Nancy Rothbard is the David Pottruck Professor at the Wharton School of the University of Pennsylvania and is currently the Chair of the Management Department. She studies what motivates people to bring their full selves to work and how this affects their work engagement, performance, and relationships. In particular, she examines how people navigate the boundary between work and personal lives in the context of diverse organizations and technological change. She has worked with companies in a number of industries focusing on issues such as work motivation and engagement, teamwork, leadership, emotions, identity, the changing nature of work, and work-life balance issues.

She earned her A.B. with honors in History from Brown University and her Ph.D. in organizational behavior from the University of Michigan. Since joining the Wharton faculty in 2000, Nancy has taught in the undergraduate, MBA, WEMBA, Ph.D., and executive education programs, receiving the Wharton Teaching Commitment and Innovation Award and Wharton Teaching Excellence Awards.
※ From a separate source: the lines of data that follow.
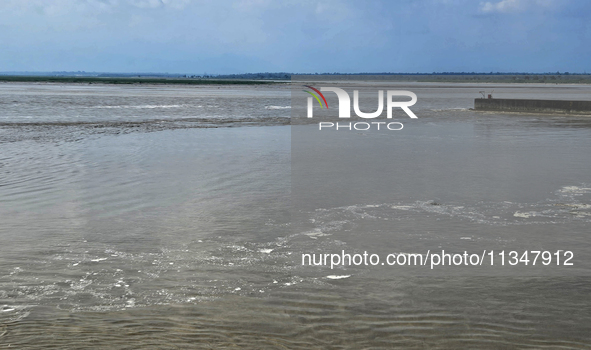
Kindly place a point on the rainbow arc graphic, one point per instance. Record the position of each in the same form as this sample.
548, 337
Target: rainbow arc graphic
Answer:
316, 96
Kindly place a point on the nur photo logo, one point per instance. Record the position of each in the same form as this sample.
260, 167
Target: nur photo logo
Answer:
344, 107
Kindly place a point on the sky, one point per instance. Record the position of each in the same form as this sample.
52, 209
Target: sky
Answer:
298, 36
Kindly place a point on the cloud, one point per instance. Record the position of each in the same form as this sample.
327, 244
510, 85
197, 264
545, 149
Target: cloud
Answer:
512, 6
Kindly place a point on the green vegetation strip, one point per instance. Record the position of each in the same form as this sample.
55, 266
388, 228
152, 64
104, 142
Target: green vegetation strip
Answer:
101, 80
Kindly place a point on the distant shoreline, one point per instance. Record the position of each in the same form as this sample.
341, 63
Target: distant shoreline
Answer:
427, 78
129, 80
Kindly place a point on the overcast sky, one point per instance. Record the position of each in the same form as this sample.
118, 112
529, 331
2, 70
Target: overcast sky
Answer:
305, 36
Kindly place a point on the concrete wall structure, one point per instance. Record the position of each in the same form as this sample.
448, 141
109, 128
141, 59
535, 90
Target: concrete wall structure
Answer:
544, 106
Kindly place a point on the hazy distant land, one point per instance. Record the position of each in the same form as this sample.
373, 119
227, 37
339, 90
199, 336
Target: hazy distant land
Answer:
266, 78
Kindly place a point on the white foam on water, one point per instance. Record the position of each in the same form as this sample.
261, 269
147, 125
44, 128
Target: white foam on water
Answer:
337, 277
277, 107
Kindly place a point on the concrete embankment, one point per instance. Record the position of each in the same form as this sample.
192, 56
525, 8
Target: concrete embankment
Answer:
543, 106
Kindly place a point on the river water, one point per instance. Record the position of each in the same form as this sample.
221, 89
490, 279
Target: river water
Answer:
176, 217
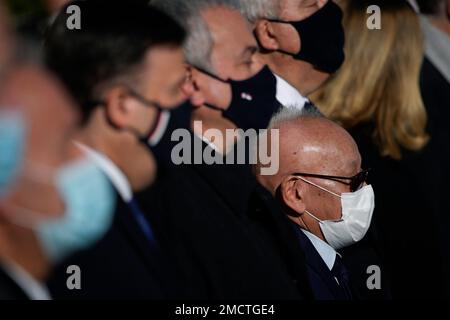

She is faculty director for several Executive Education programs including The Leadership Edge and Women’s Executive Leadership.

Nancy is an award-winning scholar and teacher who brings the latest thought leadership to her teaching and consulting. She has published her research in top academic research journals in her field and her work has been discussed in the general media in outlets such as ABC News, NBC News, Business Week, CNN, Forbes, National Public Radio, The New York Times, The Philadelphia Inquirer, The Toronto Globe and Mail, The New York Times, US News & World Report, The Wall Street Journal, and The Washington Post.

Nancy is the parent to Jacob ‘22 and Rebecca ‘23, both Friends Select lifers.